Mr. Braun is due to visit a nursing school in Val-d'Oise in the afternoon to take the pulse of students and their trainers.

The minister reiterated his desire to reform the "decree of acts", a legal text that strictly regulates the acts of care that nurses can practice. In particular, he wants to introduce the notion of "missions", which would make it possible to give a slightly less restrictive definition of the profession.

The College of Nurses fully supports this project. "It is clear that the skills" attributed to nurses "will go towards more autonomy," explained this week the president of the Order, Patrick Chamboredon, at a symposium organized by this organization.

With the aging of the population, "many things will be played out in patients' homes, and in the Ephad", without a doctor being available immediately, he stressed.

Daniel Guillerm, the president of the National Federation of Nurses, is also in favor of a "reflection on the contours of the professions" of caregivers.

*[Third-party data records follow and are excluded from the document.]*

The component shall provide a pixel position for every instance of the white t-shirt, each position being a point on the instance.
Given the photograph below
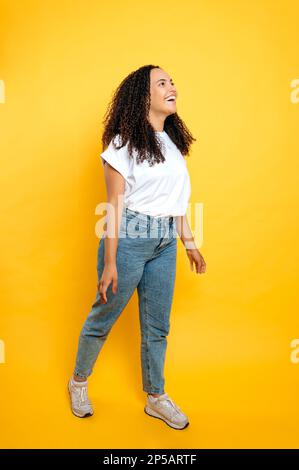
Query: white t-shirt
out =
(160, 190)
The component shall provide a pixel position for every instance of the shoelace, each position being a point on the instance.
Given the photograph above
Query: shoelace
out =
(83, 395)
(167, 399)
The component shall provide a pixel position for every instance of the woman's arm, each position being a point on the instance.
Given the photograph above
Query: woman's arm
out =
(115, 187)
(185, 234)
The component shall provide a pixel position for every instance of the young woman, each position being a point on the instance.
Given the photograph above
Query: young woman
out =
(148, 190)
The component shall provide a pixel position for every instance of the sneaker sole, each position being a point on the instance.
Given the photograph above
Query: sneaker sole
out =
(154, 414)
(87, 415)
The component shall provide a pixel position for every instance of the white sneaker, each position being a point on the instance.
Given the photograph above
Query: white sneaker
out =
(164, 408)
(80, 403)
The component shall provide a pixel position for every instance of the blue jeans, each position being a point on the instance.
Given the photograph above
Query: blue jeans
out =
(146, 259)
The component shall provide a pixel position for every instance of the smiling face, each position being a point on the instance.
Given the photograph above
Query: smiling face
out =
(163, 94)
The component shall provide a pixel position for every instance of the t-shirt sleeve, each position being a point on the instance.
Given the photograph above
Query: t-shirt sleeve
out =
(118, 158)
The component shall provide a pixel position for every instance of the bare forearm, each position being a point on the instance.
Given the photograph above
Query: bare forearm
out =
(113, 218)
(184, 232)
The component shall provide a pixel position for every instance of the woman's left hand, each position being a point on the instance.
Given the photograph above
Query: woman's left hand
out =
(196, 258)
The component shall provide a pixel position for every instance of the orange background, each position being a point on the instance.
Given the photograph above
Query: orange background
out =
(228, 364)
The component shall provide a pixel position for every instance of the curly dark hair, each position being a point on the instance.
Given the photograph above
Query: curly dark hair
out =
(126, 116)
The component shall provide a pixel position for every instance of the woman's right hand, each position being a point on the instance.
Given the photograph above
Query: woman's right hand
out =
(109, 275)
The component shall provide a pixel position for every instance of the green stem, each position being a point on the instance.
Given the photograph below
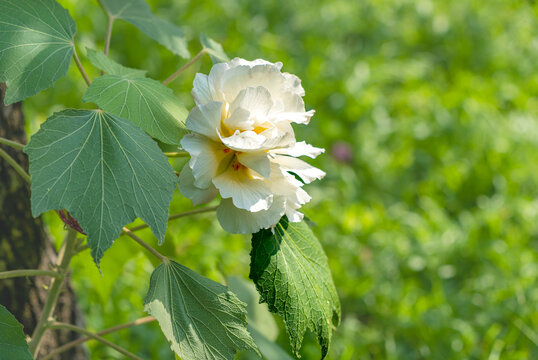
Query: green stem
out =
(74, 343)
(108, 33)
(80, 67)
(179, 215)
(178, 154)
(145, 245)
(184, 67)
(60, 325)
(11, 143)
(15, 166)
(27, 272)
(64, 258)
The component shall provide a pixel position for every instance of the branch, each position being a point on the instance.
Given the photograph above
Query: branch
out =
(64, 258)
(60, 325)
(11, 143)
(184, 67)
(108, 33)
(15, 166)
(80, 68)
(74, 343)
(145, 245)
(179, 215)
(27, 272)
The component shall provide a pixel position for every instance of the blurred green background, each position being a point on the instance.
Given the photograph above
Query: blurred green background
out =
(429, 210)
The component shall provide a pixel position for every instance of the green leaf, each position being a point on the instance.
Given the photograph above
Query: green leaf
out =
(104, 170)
(103, 62)
(214, 49)
(201, 318)
(268, 348)
(261, 324)
(138, 13)
(292, 275)
(36, 45)
(258, 314)
(12, 340)
(146, 102)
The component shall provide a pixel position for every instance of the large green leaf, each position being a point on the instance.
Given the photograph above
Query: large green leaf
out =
(201, 318)
(145, 102)
(214, 49)
(36, 45)
(103, 62)
(261, 324)
(13, 343)
(104, 170)
(138, 13)
(292, 275)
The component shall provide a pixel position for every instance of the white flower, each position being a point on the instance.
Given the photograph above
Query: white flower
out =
(242, 145)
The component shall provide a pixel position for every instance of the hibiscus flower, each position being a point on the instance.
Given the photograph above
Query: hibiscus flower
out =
(243, 147)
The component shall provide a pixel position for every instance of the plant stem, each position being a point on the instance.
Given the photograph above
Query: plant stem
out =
(74, 343)
(27, 272)
(80, 68)
(145, 245)
(108, 33)
(179, 215)
(60, 325)
(184, 67)
(15, 166)
(178, 154)
(11, 143)
(64, 258)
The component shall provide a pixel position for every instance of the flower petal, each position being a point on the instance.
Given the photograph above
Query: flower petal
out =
(246, 192)
(190, 191)
(254, 74)
(300, 149)
(206, 157)
(205, 119)
(257, 100)
(239, 221)
(305, 171)
(257, 161)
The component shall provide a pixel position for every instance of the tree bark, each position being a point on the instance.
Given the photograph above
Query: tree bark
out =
(25, 245)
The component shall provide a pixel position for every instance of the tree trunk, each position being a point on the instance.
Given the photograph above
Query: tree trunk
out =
(25, 245)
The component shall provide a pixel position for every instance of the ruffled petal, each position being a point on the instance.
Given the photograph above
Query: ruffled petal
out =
(239, 77)
(257, 101)
(205, 119)
(257, 161)
(190, 191)
(248, 141)
(247, 193)
(240, 221)
(300, 149)
(305, 171)
(206, 157)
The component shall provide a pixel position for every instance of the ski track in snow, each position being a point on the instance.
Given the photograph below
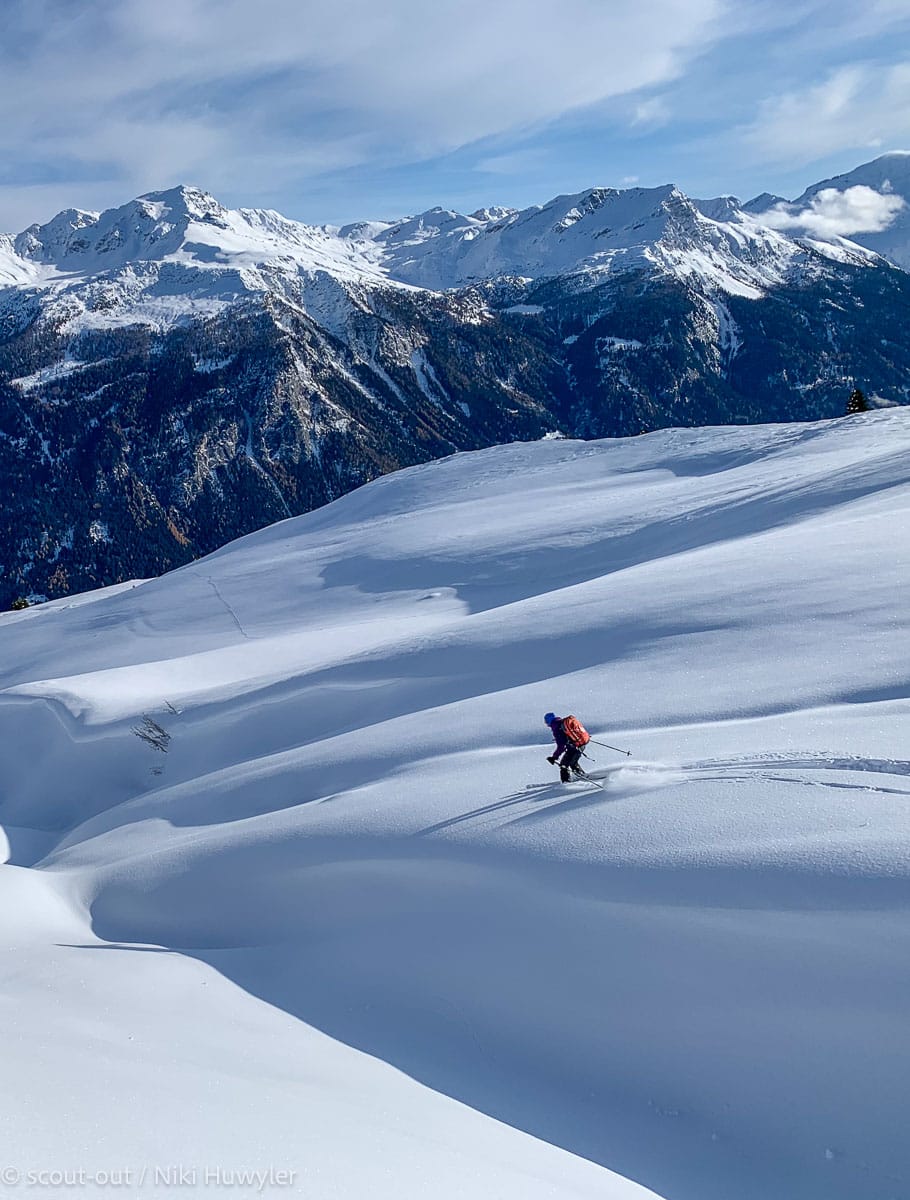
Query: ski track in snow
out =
(351, 925)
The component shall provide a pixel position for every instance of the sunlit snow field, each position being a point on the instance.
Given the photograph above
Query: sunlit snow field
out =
(351, 927)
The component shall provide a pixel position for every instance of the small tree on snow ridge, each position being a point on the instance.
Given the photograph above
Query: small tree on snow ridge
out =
(857, 402)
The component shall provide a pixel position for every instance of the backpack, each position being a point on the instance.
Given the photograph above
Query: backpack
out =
(575, 731)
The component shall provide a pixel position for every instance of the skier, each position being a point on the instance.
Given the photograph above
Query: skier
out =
(570, 738)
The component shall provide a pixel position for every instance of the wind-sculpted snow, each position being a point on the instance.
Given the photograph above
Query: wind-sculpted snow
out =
(347, 923)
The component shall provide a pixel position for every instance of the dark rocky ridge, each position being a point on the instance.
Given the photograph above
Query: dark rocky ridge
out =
(127, 450)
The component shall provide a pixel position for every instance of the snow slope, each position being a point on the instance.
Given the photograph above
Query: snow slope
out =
(349, 927)
(887, 175)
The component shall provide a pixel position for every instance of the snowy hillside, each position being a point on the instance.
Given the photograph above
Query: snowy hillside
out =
(348, 924)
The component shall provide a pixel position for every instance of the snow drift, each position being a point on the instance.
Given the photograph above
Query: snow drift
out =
(347, 924)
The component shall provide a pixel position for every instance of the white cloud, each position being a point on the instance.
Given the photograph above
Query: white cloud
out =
(654, 111)
(831, 214)
(252, 96)
(860, 106)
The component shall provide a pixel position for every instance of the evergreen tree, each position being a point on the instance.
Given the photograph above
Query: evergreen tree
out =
(857, 402)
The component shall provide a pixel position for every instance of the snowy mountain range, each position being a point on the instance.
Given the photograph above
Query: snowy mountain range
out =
(291, 892)
(174, 373)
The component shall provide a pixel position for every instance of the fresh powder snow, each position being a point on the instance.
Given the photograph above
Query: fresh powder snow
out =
(291, 887)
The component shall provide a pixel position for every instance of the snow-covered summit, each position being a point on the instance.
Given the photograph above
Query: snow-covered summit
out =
(167, 255)
(351, 892)
(887, 175)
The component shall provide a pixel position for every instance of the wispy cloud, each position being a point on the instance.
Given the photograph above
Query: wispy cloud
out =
(231, 94)
(832, 214)
(857, 106)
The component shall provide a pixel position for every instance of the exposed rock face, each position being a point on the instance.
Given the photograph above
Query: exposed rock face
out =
(174, 375)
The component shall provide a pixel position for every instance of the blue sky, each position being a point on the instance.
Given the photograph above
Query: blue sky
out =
(352, 109)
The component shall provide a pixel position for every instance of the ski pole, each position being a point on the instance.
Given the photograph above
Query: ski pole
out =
(608, 747)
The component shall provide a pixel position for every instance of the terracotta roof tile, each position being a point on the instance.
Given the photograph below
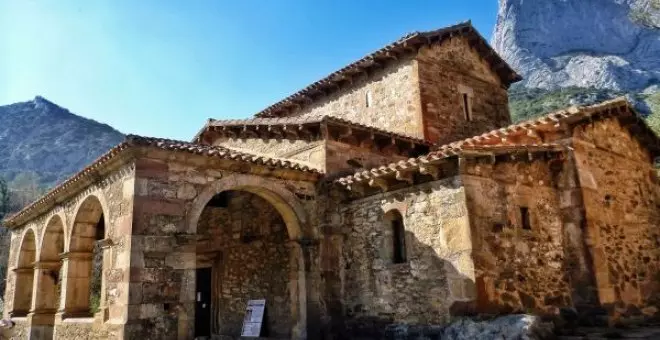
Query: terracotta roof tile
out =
(90, 172)
(481, 142)
(411, 40)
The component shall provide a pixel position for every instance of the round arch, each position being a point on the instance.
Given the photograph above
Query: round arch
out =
(27, 255)
(53, 239)
(88, 211)
(293, 215)
(287, 204)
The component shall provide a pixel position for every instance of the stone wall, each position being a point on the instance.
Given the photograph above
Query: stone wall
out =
(443, 70)
(394, 104)
(437, 276)
(517, 269)
(622, 202)
(308, 153)
(249, 245)
(114, 193)
(171, 192)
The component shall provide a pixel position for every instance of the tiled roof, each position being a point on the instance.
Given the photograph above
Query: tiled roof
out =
(305, 120)
(410, 41)
(493, 140)
(90, 173)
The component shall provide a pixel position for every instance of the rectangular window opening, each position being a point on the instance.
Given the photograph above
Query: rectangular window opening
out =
(466, 106)
(399, 241)
(524, 217)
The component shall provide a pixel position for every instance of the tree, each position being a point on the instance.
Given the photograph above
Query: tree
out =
(4, 199)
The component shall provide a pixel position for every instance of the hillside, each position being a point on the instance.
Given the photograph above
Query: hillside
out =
(577, 52)
(42, 143)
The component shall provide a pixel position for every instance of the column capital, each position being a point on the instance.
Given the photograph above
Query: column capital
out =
(23, 270)
(76, 255)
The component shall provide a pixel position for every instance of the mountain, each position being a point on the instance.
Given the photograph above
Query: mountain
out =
(576, 52)
(42, 143)
(607, 44)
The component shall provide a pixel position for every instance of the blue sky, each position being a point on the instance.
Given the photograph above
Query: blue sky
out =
(162, 67)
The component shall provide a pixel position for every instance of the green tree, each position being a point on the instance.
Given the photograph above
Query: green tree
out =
(4, 199)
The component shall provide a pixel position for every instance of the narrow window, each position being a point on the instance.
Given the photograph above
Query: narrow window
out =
(466, 95)
(399, 239)
(466, 107)
(524, 217)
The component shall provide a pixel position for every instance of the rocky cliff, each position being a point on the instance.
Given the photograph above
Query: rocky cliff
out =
(606, 44)
(43, 143)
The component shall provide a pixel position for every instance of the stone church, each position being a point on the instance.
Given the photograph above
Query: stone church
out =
(395, 191)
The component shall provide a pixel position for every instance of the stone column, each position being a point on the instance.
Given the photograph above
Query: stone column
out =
(23, 285)
(44, 299)
(74, 300)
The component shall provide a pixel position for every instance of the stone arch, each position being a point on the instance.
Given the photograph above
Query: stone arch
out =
(88, 210)
(82, 262)
(286, 203)
(295, 219)
(27, 255)
(48, 267)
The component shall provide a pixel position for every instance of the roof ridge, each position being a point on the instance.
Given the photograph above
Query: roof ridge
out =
(364, 62)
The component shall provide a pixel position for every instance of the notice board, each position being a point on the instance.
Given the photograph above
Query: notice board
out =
(254, 317)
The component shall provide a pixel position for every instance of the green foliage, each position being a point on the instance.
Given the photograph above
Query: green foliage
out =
(4, 199)
(531, 103)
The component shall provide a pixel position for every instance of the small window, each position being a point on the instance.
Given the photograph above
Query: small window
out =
(524, 218)
(398, 238)
(466, 107)
(466, 101)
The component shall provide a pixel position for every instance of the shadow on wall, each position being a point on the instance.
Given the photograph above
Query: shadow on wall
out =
(413, 299)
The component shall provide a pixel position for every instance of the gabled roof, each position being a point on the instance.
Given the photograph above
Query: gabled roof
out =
(528, 136)
(91, 173)
(408, 43)
(302, 127)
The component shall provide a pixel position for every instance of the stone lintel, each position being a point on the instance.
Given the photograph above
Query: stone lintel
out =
(23, 270)
(42, 317)
(106, 243)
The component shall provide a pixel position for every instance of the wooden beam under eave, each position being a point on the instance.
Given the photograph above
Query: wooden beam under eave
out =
(379, 183)
(431, 170)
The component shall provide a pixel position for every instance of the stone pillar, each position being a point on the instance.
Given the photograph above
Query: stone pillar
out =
(106, 249)
(310, 251)
(44, 299)
(22, 291)
(74, 300)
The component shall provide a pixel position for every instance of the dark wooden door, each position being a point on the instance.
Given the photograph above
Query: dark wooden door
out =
(203, 303)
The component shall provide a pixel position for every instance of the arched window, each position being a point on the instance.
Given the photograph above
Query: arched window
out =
(398, 232)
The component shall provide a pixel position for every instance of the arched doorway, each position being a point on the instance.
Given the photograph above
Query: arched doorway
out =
(83, 261)
(48, 268)
(246, 251)
(24, 275)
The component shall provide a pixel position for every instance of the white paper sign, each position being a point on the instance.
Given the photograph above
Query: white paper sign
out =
(254, 316)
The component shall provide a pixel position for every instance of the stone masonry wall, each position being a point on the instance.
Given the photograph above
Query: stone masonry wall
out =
(394, 100)
(443, 68)
(249, 243)
(115, 192)
(517, 270)
(622, 201)
(438, 275)
(164, 255)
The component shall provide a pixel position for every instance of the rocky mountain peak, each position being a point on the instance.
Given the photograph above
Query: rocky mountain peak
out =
(609, 44)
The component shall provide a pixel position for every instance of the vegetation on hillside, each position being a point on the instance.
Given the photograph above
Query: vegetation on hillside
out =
(527, 103)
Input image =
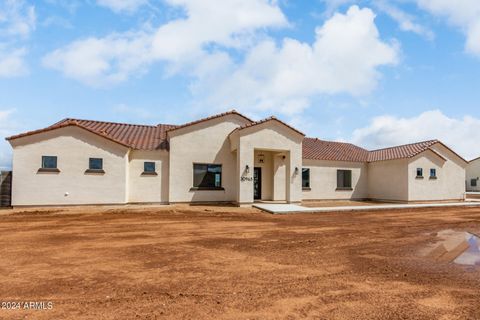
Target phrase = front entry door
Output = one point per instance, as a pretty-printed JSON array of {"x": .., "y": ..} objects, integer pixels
[{"x": 257, "y": 183}]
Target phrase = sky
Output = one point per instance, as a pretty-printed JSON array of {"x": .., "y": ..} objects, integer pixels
[{"x": 376, "y": 73}]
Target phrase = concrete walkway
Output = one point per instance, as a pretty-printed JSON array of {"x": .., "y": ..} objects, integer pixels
[{"x": 293, "y": 208}]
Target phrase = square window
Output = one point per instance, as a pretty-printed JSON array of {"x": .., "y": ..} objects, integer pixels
[
  {"x": 305, "y": 178},
  {"x": 49, "y": 162},
  {"x": 149, "y": 167},
  {"x": 419, "y": 173},
  {"x": 344, "y": 179},
  {"x": 95, "y": 164}
]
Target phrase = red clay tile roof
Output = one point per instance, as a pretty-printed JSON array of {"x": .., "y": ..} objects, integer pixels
[
  {"x": 138, "y": 137},
  {"x": 400, "y": 152},
  {"x": 210, "y": 118},
  {"x": 316, "y": 149},
  {"x": 272, "y": 118}
]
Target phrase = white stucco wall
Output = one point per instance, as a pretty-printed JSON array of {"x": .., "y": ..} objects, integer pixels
[
  {"x": 323, "y": 180},
  {"x": 148, "y": 188},
  {"x": 271, "y": 136},
  {"x": 473, "y": 172},
  {"x": 388, "y": 180},
  {"x": 206, "y": 142},
  {"x": 73, "y": 147},
  {"x": 450, "y": 182}
]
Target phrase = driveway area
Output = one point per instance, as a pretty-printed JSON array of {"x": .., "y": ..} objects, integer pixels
[{"x": 202, "y": 262}]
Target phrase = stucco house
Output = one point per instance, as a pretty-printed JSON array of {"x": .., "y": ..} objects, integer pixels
[
  {"x": 222, "y": 158},
  {"x": 473, "y": 175}
]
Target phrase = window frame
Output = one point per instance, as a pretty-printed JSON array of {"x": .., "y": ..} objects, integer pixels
[
  {"x": 47, "y": 169},
  {"x": 95, "y": 170},
  {"x": 306, "y": 186},
  {"x": 149, "y": 172},
  {"x": 199, "y": 186},
  {"x": 419, "y": 176},
  {"x": 346, "y": 181}
]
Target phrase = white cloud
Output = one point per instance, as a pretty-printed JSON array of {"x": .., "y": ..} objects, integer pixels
[
  {"x": 464, "y": 14},
  {"x": 7, "y": 128},
  {"x": 122, "y": 5},
  {"x": 16, "y": 18},
  {"x": 343, "y": 59},
  {"x": 461, "y": 134},
  {"x": 12, "y": 62},
  {"x": 101, "y": 62}
]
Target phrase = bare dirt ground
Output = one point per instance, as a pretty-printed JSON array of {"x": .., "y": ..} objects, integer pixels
[{"x": 230, "y": 263}]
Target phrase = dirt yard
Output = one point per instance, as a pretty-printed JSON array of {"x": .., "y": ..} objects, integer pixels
[{"x": 230, "y": 263}]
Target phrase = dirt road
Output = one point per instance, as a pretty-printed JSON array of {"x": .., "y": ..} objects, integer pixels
[{"x": 231, "y": 263}]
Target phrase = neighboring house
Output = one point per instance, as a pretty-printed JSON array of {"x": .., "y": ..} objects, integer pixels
[
  {"x": 473, "y": 175},
  {"x": 223, "y": 158}
]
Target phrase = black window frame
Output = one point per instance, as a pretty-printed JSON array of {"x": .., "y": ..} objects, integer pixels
[
  {"x": 419, "y": 173},
  {"x": 306, "y": 179},
  {"x": 55, "y": 158},
  {"x": 209, "y": 180},
  {"x": 344, "y": 179},
  {"x": 148, "y": 172}
]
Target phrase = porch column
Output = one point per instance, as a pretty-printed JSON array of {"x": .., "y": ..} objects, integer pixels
[{"x": 244, "y": 176}]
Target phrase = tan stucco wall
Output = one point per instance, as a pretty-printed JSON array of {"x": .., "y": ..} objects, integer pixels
[
  {"x": 388, "y": 180},
  {"x": 73, "y": 147},
  {"x": 450, "y": 182},
  {"x": 473, "y": 172},
  {"x": 323, "y": 180},
  {"x": 205, "y": 142},
  {"x": 272, "y": 136},
  {"x": 148, "y": 188}
]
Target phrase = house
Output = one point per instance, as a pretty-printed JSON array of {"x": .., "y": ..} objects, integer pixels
[
  {"x": 222, "y": 158},
  {"x": 473, "y": 175}
]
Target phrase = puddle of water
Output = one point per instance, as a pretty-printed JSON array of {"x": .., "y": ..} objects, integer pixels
[{"x": 457, "y": 247}]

"Today, in a heat wave, if a nurse finds a dehydrated patient at home, he has no choice but to send him to the hospital," because he does not have the legal competence to provide the necessary care, he said.

"This is abuse," given the regular overcrowding of hospitals, he added. Especially since simple care could be enough in some cases.

Many brakes

In fact, nurses have already recently made progress towards more autonomy and responsibility.

For example, the Rist law of 19 May 2023 enshrines the know-how of nurses for the treatment of healing wounds and authorizes them to prescribe the necessary additional examinations and health products.

It also allows advanced practice nurses (APNs, who have two additional years of study and more autonomy in care) to receive patients without a prescription, if they practice alongside doctors - for example in multi-professional health homes.

There are still many obstacles to extending the autonomy of nurses, first and foremost doctors' organisations © SEBASTIEN BOZON / AFP/Archives

But there are still many obstacles to extending the autonomy of nurses, first and foremost doctors' organizations.

"We do not want the pretext of (care) teams to be a reason to slip notoriously medical tasks, which require long years of study and practice, to people who would be a little less experienced," explained recently Dr. Sophie Bauer, president of the Union of Liberal Doctors.

The review of the Rist Act has given rise to fierce battles in Parliament, where doctors' unions have succeeded in preventing, in extremis, thanks to the support of the Senate, that independent advanced practice nurses, practicing outside any medical structure, can receive patients without a prescription.

And among salaried nurses, some look with great suspicion at the major maneuvers that are coming around the decree of acts.

Without a text clearly setting out what a nurse can do – and by default what she cannot do – "there is a risk of worsening subordination to doctors" in hospitals, says Delphine Girard, nurse and national head at the CGT Health and Social Action federation.

"The shortage of medical and nursing staff cannot be compensated by new distribution of tasks and missions" between caregivers, she adds.